Leonardo Da Vinci corrigió las proporciones del hombre de Vitruvio pero tres siglos antes el dulce Cimabue (que no contaba con este consecuente) las respetó. En su Crucifijo de Arezzo, Cristo está pintado según el módulo de diez “cabezas”, en vez de las nueve que terminó fijando el nuevo canon. Tal vez la restante correspondiera a la inclinación de los satanistas, que asignan al hombre un décimo de inspiración demoníaca. Pero más correcto sería pensar que esa diferencia supone el porcentaje divino y divinamente rebajado que cargaría el Hijo de Dios, el resto de cuyas partes estaría en sus justas proporciones y puesto donde corresponde, incluso el petzele circuncidado. Al respecto, nos sigue desconcertando que las representaciones visibles de la Deidad Oculta, cuando las religiones monoteístas la conceden, no acepten siquiera una sospecha de discordancia entre la Forma Suprema y lo humano. “Dios sería menos asequible a nuestro entendimiento, y más respetable, si no se pareciera tanto a nosotros y permitiera que yo lo imagine como se me da la gana”, opinó un pintor cubista. Y luego agregó: “¿Y quién podría asegurar que lo que yo imagino no es la representación más fidedigna posible de su verdadera figura, comunicada a mi intuición estética por el Espíritu Santo, que sopla donde se le canta el ánimo?”.
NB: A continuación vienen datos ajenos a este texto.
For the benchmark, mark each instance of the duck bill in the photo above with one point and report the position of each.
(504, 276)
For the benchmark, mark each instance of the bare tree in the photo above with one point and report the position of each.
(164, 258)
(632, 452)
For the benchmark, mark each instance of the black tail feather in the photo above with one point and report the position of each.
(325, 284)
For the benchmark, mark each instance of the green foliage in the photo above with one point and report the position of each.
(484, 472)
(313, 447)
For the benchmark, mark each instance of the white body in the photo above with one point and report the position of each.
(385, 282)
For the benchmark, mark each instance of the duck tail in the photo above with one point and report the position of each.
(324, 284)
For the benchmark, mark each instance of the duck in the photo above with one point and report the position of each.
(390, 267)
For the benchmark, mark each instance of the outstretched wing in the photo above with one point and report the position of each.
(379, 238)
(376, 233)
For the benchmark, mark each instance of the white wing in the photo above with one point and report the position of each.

Semejante afirmación nos impulsa a formular una pregunta: “¿Dios se oculta a nuestra mirada porque, a cambio del éxtasis prometido, su aparición indudable o su representación cierta nos sobrecogería de espanto?”.

¿Cómo saberlo?

Volviendo a Cimabue. Dante Alighieri lo toma como ejemplo de lo transitorio de la fama terrenal. Escribe cruelmente: “Creyó Cimabue ser vencedor en el campo de la pintura, pero ahora la fama la tiene Giotto, de forma que la de aquél es oscura”. Y cruelmente también lo ubica en el Purgatorio. Por su parte, un comentarista anónimo dice que el artista era tan arrogante y desdeñoso  que si alguien señalaba alguna falta en su obra la abandonaba de inmediato, porque tenía en altísima estima el resultado. Vanidades y prestigios al margen –nadie nos recuerda de verdad cuando estamos muertos, salvo nuestros familiares y nuestros amigos cercanos, y eso para evocar risueñamente nuestras debilidades y nuestras agachadas–, lo que de él queda es menos su relación con Nicolás Pisano y la estética toscana que el resultado producido en su obra por el azar y el tiempo. No en su primera Crucifixión conocida, sino en la última, la de los frescos de la Basílica Superior de San Francisco, los claros pintados con albayalde se han ennegrecido y buena parte del resto se ha esfumado o desvanecido, de modo que las figuras emergen entre la bruma de su emborronamiento como fantasmas de otro mundo, sobre todo Cristo, que pudo ver tanta luz entre tanta tiniebla.